Abstract
Objective
Co-secretion of cortisol and aldosterone can be observed in adrenal adenomas. The aim of this study was to investigate the molecular characteristics of a co-existing aldosterone- and a cortisol-producing adenoma (CPA) in the same patient.
Design and methods
Two different adenomas within the same adrenal gland from a 49-year-old female patient with primary aldosteronism (PA) and Cushing's syndrome (CS) were studied. Multiple formalin-fixed paraffin-embedded tumor blocks were used for the analysis. Immunohistochemistry (IHC) was performed using a specific antibody against aldosterone synthase (CYP11B2).
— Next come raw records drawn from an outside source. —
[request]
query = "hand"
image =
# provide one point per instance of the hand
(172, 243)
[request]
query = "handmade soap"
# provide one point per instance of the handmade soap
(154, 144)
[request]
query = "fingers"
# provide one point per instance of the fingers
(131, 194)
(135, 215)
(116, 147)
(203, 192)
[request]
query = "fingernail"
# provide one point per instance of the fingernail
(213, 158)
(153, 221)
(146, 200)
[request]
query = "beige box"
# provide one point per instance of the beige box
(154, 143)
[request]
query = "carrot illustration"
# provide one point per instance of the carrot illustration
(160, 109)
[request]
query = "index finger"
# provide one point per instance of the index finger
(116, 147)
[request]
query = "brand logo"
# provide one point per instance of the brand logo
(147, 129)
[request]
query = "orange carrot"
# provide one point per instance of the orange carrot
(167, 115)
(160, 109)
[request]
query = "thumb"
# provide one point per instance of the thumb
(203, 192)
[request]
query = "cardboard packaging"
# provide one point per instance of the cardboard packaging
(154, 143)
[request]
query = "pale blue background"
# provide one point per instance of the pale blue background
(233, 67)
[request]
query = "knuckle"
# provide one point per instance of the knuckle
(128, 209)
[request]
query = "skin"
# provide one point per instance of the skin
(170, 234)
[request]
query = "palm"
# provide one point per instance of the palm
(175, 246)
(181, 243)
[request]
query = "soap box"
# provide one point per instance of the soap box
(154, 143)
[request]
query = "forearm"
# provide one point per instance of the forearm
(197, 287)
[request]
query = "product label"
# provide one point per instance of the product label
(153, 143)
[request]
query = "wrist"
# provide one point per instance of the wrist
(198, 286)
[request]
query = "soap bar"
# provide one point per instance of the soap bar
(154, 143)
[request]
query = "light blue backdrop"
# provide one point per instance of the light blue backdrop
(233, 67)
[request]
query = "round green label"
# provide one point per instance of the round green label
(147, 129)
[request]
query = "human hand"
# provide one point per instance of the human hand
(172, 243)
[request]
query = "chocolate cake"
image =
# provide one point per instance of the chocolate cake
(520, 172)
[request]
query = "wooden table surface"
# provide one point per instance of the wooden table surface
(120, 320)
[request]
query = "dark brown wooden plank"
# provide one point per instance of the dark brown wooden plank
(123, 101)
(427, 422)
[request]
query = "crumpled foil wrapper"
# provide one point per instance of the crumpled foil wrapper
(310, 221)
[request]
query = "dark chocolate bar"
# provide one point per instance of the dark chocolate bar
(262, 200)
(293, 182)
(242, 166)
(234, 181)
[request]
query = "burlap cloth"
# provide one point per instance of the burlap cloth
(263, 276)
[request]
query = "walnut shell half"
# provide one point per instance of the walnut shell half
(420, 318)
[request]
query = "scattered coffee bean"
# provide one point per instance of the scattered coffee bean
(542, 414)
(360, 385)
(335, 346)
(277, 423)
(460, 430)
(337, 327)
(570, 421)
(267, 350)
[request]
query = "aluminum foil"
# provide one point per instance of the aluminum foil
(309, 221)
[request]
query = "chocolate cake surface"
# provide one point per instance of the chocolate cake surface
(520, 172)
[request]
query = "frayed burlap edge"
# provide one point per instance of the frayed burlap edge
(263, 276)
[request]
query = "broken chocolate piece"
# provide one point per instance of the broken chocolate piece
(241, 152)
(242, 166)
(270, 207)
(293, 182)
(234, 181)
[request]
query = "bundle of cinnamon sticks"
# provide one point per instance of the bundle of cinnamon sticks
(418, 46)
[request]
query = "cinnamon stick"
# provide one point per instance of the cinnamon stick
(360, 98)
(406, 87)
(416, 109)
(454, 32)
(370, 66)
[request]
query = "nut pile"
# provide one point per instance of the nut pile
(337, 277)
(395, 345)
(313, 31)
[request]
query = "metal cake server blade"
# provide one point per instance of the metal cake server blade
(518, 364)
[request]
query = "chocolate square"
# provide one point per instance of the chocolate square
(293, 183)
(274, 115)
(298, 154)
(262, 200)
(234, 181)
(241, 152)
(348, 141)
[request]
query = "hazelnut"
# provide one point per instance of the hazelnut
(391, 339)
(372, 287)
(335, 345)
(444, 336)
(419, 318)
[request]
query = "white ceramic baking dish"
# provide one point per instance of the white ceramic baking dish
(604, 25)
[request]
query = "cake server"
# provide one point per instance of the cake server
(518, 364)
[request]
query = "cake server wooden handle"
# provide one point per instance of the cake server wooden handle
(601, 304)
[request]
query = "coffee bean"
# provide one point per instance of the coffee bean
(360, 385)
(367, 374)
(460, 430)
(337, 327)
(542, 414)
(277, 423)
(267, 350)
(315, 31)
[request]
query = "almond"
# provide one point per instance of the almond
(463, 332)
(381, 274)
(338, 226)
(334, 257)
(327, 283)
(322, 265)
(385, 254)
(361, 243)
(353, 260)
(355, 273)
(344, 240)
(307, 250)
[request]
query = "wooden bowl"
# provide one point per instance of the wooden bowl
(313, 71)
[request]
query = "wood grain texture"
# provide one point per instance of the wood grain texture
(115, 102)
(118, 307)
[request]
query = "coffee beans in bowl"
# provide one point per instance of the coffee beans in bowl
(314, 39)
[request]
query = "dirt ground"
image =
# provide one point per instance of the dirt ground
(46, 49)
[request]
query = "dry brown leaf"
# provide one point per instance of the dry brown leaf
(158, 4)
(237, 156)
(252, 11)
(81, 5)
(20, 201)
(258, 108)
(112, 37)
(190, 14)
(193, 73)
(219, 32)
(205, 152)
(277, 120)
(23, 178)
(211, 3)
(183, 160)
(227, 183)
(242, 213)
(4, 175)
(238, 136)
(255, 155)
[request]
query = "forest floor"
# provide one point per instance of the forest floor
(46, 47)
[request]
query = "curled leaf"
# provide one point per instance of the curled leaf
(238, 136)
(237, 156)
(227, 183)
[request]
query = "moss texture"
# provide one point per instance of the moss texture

DNA and RNA were isolated separately from CYP11B2-positive and -negative tumor regions based on CYP11B2 IHC results.
Results
CYP11B2 IHC clearly demonstrated that three pieces from one adenoma were positive for CYP11B2 and the remaining three from the other adenoma were negative for CYP11B2. In quantitative real-time RT-PCR, CYP11B2 mRNA was upregulated in CYP11B2-positive tumor specimens (219-fold vs CYP11B2-negative tumor specimens). Targeted next-generation sequencing (NGS) detected novel KCNJ5 gene mutations (p.T148I/T149S, present in the same reads) and a PRKACA gene hotspot mutation (p.L206R) in the CYP11B2-positive and -negative tumors, respectively. Sanger sequencing of DNA from each tumor specimen (CYP11B2-positive tumor, n=3; CYP11B2-negative tumor, n=3) showed concordant results with targeted NGS.
Conclusion
Our findings illustrate the co-existence of two different adrenocortical adenomas causing the concurrent diagnosis of PA and CS in the same patient. Molecular analysis was able to demonstrate that the two diseases resulted from independent somatic mutations seen in double adrenocortical adenomas.
Introduction
Primary aldosteronism (PA) is a common form of secondary hypertension caused by autonomous adrenal aldosterone production. PA is clinically characterized by hypertension and hypokalemia. Aldosterone-producing adenoma (APA) and idiopathic hyperaldosteronism are the major subtypes of PA. Adrenal Cushing syndrome (CS) is caused by glucocorticoid excess due to a cortisol-producing adenoma (CPA), resulting in hypertension, obesity, type 2 diabetes, and vertebral osteoporosis. As a result of cortisol excess, CS patients present with unique clinical features such as easy bruising, skin atrophy, facial plethora, striae, and dorsocervical fat pad. Over the last decades, an increasing number of patients with subclinical Cushing syndrome (SCS) have been identified. SCS is often characterized by mild hypercortisolism without specific signs or symptoms for CS. In patients with PA, concurrent autonomous cortisol production has been increasingly recognized (1). The majority of the reported cases have had SCS, whereas overt CS has been rarely found.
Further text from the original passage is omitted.